More than any classical Melodrama I can think of, Endless Love‘s narrative unspools with an almost Surrealist dream-logic, and probably represents the supreme American cinematic embodiment of Andre Breton’s concept of l’amour fou, which Robert Hughes has described as “obsessional… the kind of love that deranges the senses and tips those who feel it into a helpless vortex of appetite and feeling.” It’s the sort of stuff that might fly in a foreign art film — Oshima’s In the Realm of the Senses and Carax’s Les Amants du Pont-Neuf come to mind — but, to Anglo critics dealing with an American “women’s picture”, had that special nails-on-chalkboard appeal. There is an overwhelming “toomuchness” about this film suspiciously suggestive of art. Zeffirelli and his brilliant cinematographer, David Watkin (both of whom are/were openly gay), brought a foreign, distinctly Queer mix of English and Italianate lushness and hyper-realism, sensitivity and Operatic emotionalism to bear on a project concerning perverse American Oedipal dynamics and young heterosexual passion. Arguably worst of the film’s sins is its ultimately being an almost ecstatic celebration of a Taboo subject — a heterosexual male driven close to madness by a seemingly hopeless love. Recent evolutionary biological theory suggests that while the “woman-in-distress” archetype has virtually universal appeal — for women to unconsciously exploit, and which men find attractive, therefore serving as a bonding agent to potential mothers of their offspring — the archetype of the attractive “man out on a limb”, faithful to one inaccessible woman, hasn’t had much erotic charge/mating allure since the Age of Chivalry, and is therefore of little interest today, aside to those whom made Endless Love a modest hit: teenage girls, older women, and gay men. There is a place in the hearts of those not ready, able, or willing to reproduce for a handsome, sweet and innocent Jonah-type who just can’t help bringing pain into the lives of all whom he loves.

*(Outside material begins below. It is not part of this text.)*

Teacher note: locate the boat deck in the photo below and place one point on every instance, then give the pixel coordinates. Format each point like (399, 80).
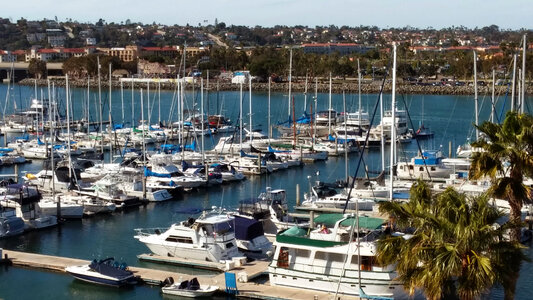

Brooke Shields in Franco Zeffirelli’s Endless Love

Despite my enthusiasm, I’d hardly maintain Endless Love‘s a perfect film. But whatever flaws it contains, its strengths are overwhelming. Zeffirelli’s efforts are bolstered by a sensitive, precise script by Judith Rascoe, the brilliant screenwriter of Who’ll Stop the Rain, and a terrific cast of stage and screen stalwarts: Beatrice Straight, Don Murray, Richard Kiley, and the ever-charming and still-beautiful Shirley Knight. James Spader, in his second screen role, is a mercurial, sometimes fierce Keith Butterfield. The fifteen-year-old Brooke Shields, aside from one scene beyond her maturity level, is really quite good. But the now forgotten Martin Hewitt as David is the revelation of the film. It’s a fragile, sensitive, daring performance, constantly in danger of not quite coming off, but ultimately revelatory. It’s possible that on his shoulders the reputation of this film, reevaluated, might become truly Endless.

Comments (1)

  • Brecht: My thanks to you and FOFF for encouraging a second look at Endless Love. I appreciate your situating melodrama as a genre on its own terms and with specific intents, lifting it away from its mere use as a somewhat dismissive adjective. My introduction to cinema was largely through such melodramas, favored by my Mom on midafternoon television and so–to a certain extent–I was trained early to appreciate these full blown narratives with their cathartic release. There’s nothing like a good cry, eh?